Truth: Mike is extraordinarily neat. As in he never ever leaves anything where it doesn't belong, for even a minute. (I know, it's sad.) So when he left his shoes in the living room, I googled brain tumor symptoms. Turns out brain tumors can cause unusual behaviors and I started looking up brain tumor doctors in Dallas. That took up 5 minutes of my life, and was promptly followed by worrying about something else. Stamping stops this. For a while.

2. My Life at Stake?

It's hard to eat and stamp. You can't eat a piece of cake or a fudgy brownie with an ink pad in your hand. Ok, I'm proud to say that if anyone can, I can, but it's not easy. Plus eating in my craft room could attract one of the 856 bugs that love Texas. So if I give up stamping, I'll eat more crap and die earlier surrounded by bugs. It's a life and death issue.

3. Can This Marriage Survive?

I'm retired.

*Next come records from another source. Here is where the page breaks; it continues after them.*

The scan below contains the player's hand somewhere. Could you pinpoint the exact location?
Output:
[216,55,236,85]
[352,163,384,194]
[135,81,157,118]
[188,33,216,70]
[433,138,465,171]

Except for Wednesdays, when I volunteer, I literally have nothing to do.***  Mike got alarmed when I told him I was thinking of giving up stamping. His exact words were:

"Unacceptable. You will stamp whether you like it or not."

Suspect he's afraid that if I give up stamping I'll have more time to try and get him to talk.***

So what to do? Do I invest in a hot foil $y$tem and all the crap that goes with it or walk away? 

* The chances that Santa will understand that I want the system that is compatible with my Gemini Jr and that I will also need hot foil plates and hot foil foil is nil. I'll find the link for Santa and email it to him. Not sure that this is how gift giving at Christmas should be but I've de-linked "Christmas" and "should."
** Don't hate on me. I put in my time working and taking care of everyone. I've earned this.
*** Truth. It's the holy grail of marriage. If he ever shares his true feelings, I'll really be googling brain tumor symptoms.****
**** Now, I'm worried that by joking about brain tumors (seriously a horrible disease) I'm bringing the wrath of karma on my house. PLEASE I'M JUST KIDDING.